Swooping along the ridge of the Sierra Madres, I'm in the zone, smiling and inwardly applauding the civil engineers who so perfectly cambered the tilt of this mountain road as I flick the bike from left to right and back to left, over and over, for 80 km sans any other traffic to speak of. Riding into the city from the mountain pass to the East, my route parallels a 250+ year old stone aqueduct that casts some welcome shade in the afternoon sun. I arrive in el centro of this Mexican town and find its stone architecture beautiful and impressive.
It can be hard finding hotels while riding in Mexican cities, due to the colonial architecture, which presents a featureless facade to the street with only doors and a windows to break up the visual plane of an entire city block.
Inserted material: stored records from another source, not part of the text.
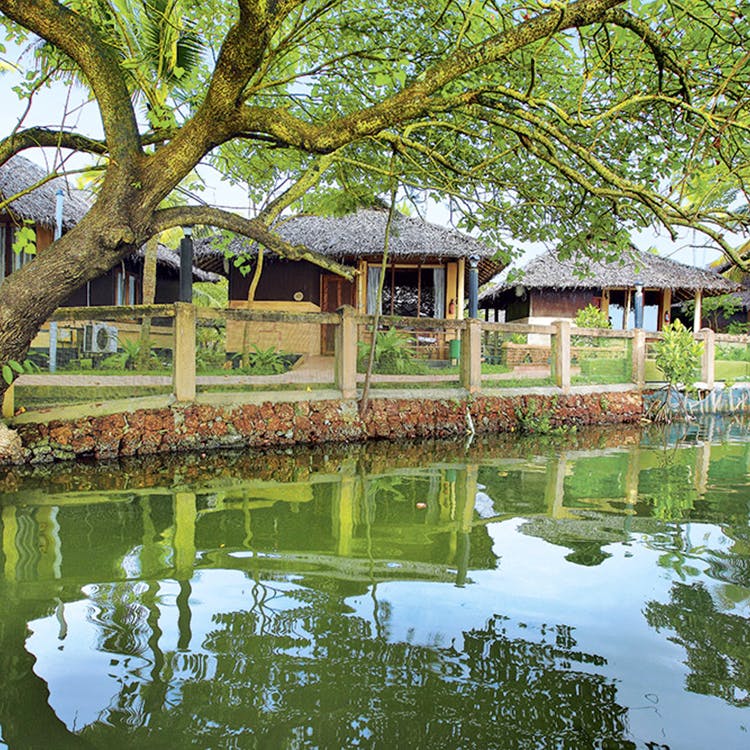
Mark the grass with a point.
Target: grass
(46, 396)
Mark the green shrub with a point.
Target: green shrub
(678, 355)
(733, 353)
(393, 353)
(737, 329)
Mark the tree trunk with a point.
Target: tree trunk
(31, 294)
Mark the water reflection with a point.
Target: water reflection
(505, 595)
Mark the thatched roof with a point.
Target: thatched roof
(168, 262)
(19, 174)
(360, 235)
(549, 272)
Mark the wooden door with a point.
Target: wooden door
(335, 291)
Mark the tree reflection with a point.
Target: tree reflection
(717, 643)
(310, 673)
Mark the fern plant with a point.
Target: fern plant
(393, 355)
(678, 355)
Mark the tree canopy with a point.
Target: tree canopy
(567, 122)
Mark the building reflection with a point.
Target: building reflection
(306, 548)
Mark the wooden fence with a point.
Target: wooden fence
(564, 355)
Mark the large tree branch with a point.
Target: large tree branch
(168, 218)
(79, 38)
(664, 56)
(41, 137)
(48, 137)
(239, 59)
(415, 99)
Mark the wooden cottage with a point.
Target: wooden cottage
(35, 208)
(549, 289)
(121, 285)
(426, 274)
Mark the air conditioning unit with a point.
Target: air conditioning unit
(99, 338)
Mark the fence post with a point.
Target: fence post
(561, 354)
(183, 356)
(346, 353)
(471, 355)
(639, 357)
(9, 402)
(707, 361)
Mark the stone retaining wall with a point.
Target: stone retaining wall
(200, 427)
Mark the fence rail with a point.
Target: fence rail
(471, 354)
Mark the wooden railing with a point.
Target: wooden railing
(565, 353)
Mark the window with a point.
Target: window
(125, 288)
(3, 239)
(409, 292)
(621, 300)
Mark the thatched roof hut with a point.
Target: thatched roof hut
(19, 174)
(549, 272)
(168, 262)
(361, 235)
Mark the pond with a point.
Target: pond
(590, 592)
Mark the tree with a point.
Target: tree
(542, 120)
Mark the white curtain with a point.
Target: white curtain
(438, 279)
(373, 282)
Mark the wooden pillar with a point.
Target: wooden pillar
(460, 276)
(183, 365)
(561, 354)
(666, 308)
(707, 361)
(9, 402)
(471, 356)
(626, 310)
(605, 302)
(346, 353)
(698, 314)
(554, 488)
(638, 358)
(10, 549)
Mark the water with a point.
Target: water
(589, 593)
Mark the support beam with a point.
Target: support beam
(346, 353)
(638, 355)
(473, 286)
(698, 314)
(186, 266)
(471, 356)
(707, 361)
(183, 365)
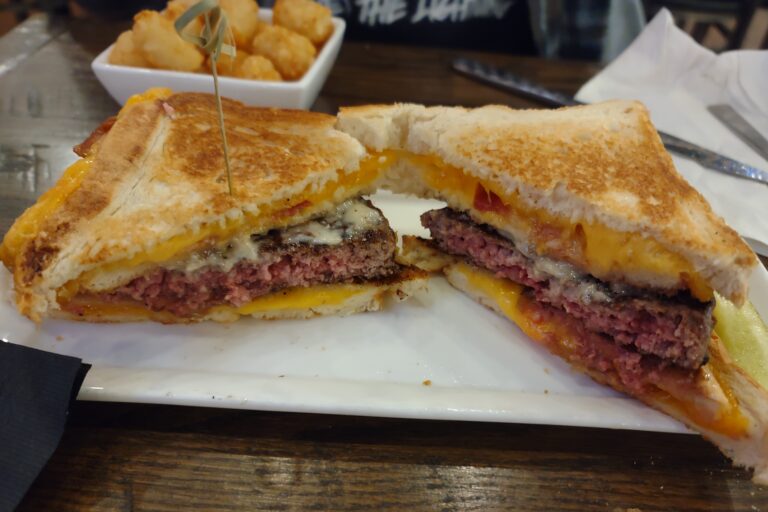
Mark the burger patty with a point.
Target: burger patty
(321, 251)
(675, 328)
My concentration is also distracted by the frenzy of cars and motorbikes weaving between lanes during rush hour here in the center of town.
Mexican hoteliers generally don't put flashing neon signs out front like their American counterparts, but often paint an unobtrusive sign or affix a small plaque near the door announcing their service instead. So I park and begin trekking the town on foot in search of affordable lodging. The first place I spy looks lovely but the nightly tariff of over $200 US, forces me along the boulevards in search of more economical digs. Eventually I find a cute little hotel in a centuries old building a few blocks from the plaza. They offer clean, windowless rooms for about $22US, and several deluxe rooms with windows
, ($33US), which face the street, a beautiful church, and a park. I opt for a window room in spite of the extra cost and what I know will mean more street noise.
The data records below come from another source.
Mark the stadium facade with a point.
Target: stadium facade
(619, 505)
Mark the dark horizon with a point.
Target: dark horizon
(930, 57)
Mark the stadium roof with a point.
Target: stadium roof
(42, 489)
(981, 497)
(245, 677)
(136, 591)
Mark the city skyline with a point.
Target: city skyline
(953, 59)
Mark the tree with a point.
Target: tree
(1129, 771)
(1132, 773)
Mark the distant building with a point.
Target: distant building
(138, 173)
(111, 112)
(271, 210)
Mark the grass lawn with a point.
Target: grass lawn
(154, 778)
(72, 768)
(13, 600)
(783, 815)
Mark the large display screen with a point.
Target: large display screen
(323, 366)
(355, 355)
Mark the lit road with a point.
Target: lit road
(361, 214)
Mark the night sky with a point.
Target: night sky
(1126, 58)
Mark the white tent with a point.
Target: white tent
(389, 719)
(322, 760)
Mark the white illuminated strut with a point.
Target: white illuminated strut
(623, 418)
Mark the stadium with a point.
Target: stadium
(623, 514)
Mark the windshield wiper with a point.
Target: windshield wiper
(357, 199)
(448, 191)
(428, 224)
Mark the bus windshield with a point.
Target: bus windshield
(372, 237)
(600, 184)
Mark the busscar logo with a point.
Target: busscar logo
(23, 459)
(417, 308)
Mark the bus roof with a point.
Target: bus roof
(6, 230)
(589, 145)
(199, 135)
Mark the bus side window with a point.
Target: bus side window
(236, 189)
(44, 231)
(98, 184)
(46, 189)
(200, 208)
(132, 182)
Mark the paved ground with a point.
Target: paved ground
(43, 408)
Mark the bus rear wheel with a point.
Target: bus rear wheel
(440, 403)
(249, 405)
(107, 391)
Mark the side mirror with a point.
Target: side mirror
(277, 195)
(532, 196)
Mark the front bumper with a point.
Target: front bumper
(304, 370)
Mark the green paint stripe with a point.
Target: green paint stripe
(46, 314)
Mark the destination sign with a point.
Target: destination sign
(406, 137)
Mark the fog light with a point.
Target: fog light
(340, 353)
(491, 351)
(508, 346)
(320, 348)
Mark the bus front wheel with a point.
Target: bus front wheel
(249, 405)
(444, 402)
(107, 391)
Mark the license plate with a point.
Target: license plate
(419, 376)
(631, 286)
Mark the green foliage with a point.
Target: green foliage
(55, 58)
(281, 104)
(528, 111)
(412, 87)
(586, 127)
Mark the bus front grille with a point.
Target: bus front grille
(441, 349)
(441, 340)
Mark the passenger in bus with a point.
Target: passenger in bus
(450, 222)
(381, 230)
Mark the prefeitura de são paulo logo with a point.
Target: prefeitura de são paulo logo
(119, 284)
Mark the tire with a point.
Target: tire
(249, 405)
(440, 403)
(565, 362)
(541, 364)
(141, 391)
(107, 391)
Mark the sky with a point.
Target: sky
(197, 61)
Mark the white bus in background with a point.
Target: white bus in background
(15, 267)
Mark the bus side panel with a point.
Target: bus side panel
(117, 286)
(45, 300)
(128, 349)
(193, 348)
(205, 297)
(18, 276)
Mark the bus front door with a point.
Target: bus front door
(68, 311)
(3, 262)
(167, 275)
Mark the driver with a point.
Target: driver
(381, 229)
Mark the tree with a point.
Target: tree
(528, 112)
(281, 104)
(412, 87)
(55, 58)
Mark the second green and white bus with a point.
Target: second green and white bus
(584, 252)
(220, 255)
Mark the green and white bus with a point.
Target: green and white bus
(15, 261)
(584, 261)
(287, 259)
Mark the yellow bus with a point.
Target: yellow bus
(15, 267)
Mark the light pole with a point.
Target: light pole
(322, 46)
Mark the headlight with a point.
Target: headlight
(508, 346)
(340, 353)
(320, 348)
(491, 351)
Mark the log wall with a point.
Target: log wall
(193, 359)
The church across the street from the Hotel del Carmen
This city has a reputation for drug-related violence, but you wouldn't know it by observing what I've seen. It's a spectacularly beautiful town, with a colonial heritage and a cosmopolitan blend of people. Sidewalk cafes abound, and a mix of young and old, urbane Mexicanos surround me as I join a amiable late afternoon crowd to read my Kindle and enjoy a cerveza following the day's long ride. Two young men playing chess at a neighboring table finish their game and ask me about my electronic book, and we launch into a discussion of its properties, then move on to books and authors we've enjoyed, and eventually segue into a meandering discussion of the nature of being.
Our conversation is one in which before we've scratched the surface of the topic at hand, I'm in over my head due to my tenuous command of the Spanish language. Nonetheless, it's interesting and rewarding to try to construct complex sentences, so less mundane than the solitary traveler's norm, which generally consists of ascertaining how much a hotel room costs, or explaining what one wants to eat for dinner. Thankfully one of them spent 5 years in London, and speaks passable English, so when we broach the more arcane metaphysics he becomes the de facto translator between his friend and myself. Our exchange is as intense as the conversations and laughter surrounding us are light-hearted.
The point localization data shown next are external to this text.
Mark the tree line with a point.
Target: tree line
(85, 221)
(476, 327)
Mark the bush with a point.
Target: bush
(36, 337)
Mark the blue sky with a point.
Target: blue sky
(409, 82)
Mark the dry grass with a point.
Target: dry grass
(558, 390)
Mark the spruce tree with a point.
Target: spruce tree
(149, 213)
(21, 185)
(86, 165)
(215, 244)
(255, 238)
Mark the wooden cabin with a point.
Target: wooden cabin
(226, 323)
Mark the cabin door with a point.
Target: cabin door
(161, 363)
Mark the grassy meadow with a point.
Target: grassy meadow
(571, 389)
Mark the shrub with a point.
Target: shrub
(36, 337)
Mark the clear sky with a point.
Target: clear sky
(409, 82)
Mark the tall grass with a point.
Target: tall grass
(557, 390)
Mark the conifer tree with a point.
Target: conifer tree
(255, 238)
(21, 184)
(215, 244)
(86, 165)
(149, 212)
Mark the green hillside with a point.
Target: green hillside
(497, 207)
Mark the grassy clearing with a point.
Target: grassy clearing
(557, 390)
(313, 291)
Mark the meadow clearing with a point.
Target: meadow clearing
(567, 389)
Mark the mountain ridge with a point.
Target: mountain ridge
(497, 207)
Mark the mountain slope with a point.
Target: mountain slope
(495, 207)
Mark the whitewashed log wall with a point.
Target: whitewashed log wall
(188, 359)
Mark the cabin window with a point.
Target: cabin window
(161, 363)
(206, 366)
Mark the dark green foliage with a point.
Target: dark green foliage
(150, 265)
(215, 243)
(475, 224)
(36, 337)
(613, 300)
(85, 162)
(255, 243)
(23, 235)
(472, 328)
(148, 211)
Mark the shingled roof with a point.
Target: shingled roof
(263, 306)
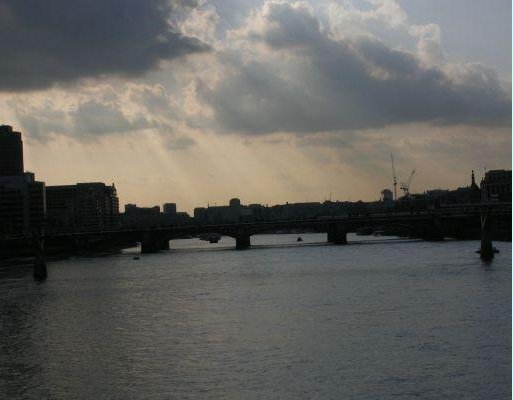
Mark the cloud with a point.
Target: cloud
(95, 118)
(287, 71)
(61, 41)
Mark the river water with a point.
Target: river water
(282, 320)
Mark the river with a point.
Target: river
(376, 319)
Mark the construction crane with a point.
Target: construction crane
(405, 187)
(394, 176)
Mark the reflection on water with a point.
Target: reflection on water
(295, 321)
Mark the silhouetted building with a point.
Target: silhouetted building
(496, 186)
(234, 202)
(82, 207)
(22, 205)
(169, 209)
(387, 196)
(11, 152)
(150, 217)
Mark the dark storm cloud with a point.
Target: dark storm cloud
(309, 81)
(60, 41)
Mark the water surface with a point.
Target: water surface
(282, 320)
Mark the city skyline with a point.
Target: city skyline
(265, 101)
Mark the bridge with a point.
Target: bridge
(470, 221)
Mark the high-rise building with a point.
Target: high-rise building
(11, 152)
(169, 209)
(82, 207)
(496, 186)
(22, 205)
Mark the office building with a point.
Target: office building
(82, 207)
(11, 152)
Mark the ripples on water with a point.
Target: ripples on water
(295, 321)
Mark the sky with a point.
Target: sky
(270, 101)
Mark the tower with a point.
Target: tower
(11, 152)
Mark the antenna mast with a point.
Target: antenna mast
(395, 177)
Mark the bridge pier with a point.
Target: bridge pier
(163, 244)
(486, 251)
(40, 271)
(242, 238)
(337, 233)
(242, 242)
(148, 244)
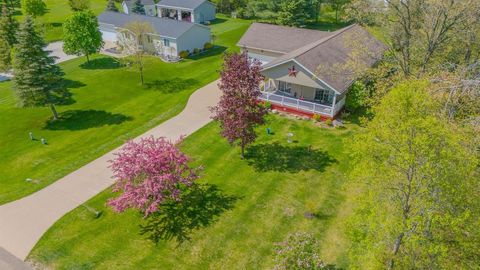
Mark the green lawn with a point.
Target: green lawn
(108, 107)
(58, 11)
(263, 198)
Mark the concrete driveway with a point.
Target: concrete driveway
(24, 221)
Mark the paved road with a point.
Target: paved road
(24, 221)
(10, 262)
(56, 49)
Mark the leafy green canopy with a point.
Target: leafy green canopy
(418, 207)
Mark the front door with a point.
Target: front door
(324, 96)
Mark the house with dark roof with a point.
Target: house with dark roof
(168, 38)
(196, 11)
(148, 5)
(308, 71)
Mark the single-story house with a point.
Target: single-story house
(170, 37)
(148, 5)
(308, 71)
(196, 11)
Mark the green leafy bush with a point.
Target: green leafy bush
(208, 46)
(184, 54)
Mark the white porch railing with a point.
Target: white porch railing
(296, 103)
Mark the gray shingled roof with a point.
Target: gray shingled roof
(131, 3)
(189, 4)
(351, 44)
(163, 26)
(276, 38)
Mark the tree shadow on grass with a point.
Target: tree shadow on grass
(281, 158)
(171, 86)
(199, 207)
(214, 51)
(102, 63)
(85, 119)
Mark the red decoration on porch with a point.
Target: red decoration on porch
(292, 72)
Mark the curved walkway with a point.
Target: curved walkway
(24, 221)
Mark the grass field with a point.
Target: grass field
(108, 105)
(258, 202)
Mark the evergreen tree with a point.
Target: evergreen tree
(111, 6)
(5, 56)
(138, 7)
(81, 34)
(36, 77)
(8, 25)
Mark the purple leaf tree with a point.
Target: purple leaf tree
(148, 173)
(238, 110)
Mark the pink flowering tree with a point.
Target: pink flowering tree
(238, 110)
(149, 173)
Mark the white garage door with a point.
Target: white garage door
(109, 36)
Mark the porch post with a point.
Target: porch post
(333, 105)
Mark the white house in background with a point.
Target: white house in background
(148, 5)
(306, 71)
(169, 39)
(196, 11)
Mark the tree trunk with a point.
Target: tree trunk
(54, 111)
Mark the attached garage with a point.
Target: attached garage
(109, 32)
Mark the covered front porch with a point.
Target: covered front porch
(301, 99)
(175, 14)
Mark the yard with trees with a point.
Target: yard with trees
(101, 113)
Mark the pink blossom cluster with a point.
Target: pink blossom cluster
(149, 172)
(238, 110)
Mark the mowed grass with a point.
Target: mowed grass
(57, 12)
(109, 106)
(273, 188)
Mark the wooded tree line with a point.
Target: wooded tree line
(284, 12)
(416, 162)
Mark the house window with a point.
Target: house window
(324, 96)
(284, 87)
(166, 42)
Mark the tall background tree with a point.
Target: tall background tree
(418, 178)
(238, 111)
(79, 5)
(148, 173)
(8, 25)
(81, 34)
(36, 77)
(34, 8)
(111, 6)
(139, 32)
(138, 7)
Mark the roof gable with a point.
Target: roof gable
(329, 58)
(186, 4)
(280, 39)
(163, 26)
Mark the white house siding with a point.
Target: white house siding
(109, 32)
(195, 37)
(205, 12)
Jose is a Toreador of the bullring, a man of action, and Catolico. He believes in God, thinks the divine being is often unhappy with his creation, and is not always a benevolent god. Geraldo is cerebral, an agnostic musician studying physics at a local university, and is of a Jewish family here in a country that is overwhelmingly Catholic. He's engaged but is concerned that once married, he'll see the door close permanently on his musical career. Both men are in their twenties and count fewer than half the years of my own life.
When Geraldo asks me where I'm staying, I tell them the name of the quaint little stone hotel a few blocks away. They look at each other and laugh, telling me that the hotel is famous for its hookers. Geraldo warns me that if I'm inclined to partake of this particular vice I should beware, as not all of the hookers are of the female persuasion, and that
particular fact might not be readily apparent until one gets up close and personal with them. I laugh, and ponder my seemingly inherent ability to inject myself into interesting
When Jose checks the time, we are all surprised to find that we've been talking for almost 4 hours. Good company can be hard to find, and I offer my thanks for the serendipity of these new friendships. As we bid each other goodnight we make plans to meet again tomorrow evening to continue the discussion.
It's good to have some stories to tell, so when I return to the hotel and the park fronting the church, I'm vaguely disappointed to find it devoid of hookers and transvestites, but am somewhat consoled by the presence of a small street performance group and their audience along the promenade.
A subsequent evening was spent with an unusually nervous manager from Mexico's financial sector. During that evening's conversation he told me that Che Guevara was an icon for him in his life as well as in his thinking about finances and monetary policy. Surprised by this admission, I commented as to how rare I thought such a predilection might be for those working in the financial sector in the US. We then segued into a discussion of Che, Latin-America, emerging economies, and the importance these economies will have on the economic and political direction the world will take in the near future. I wondered afterward if his nervous tics could be manifestations of some cognitive dissonance between his job and his socialist philosophy, or if alternatively they might be from his obvious need to cheat on his wife while traveling for business.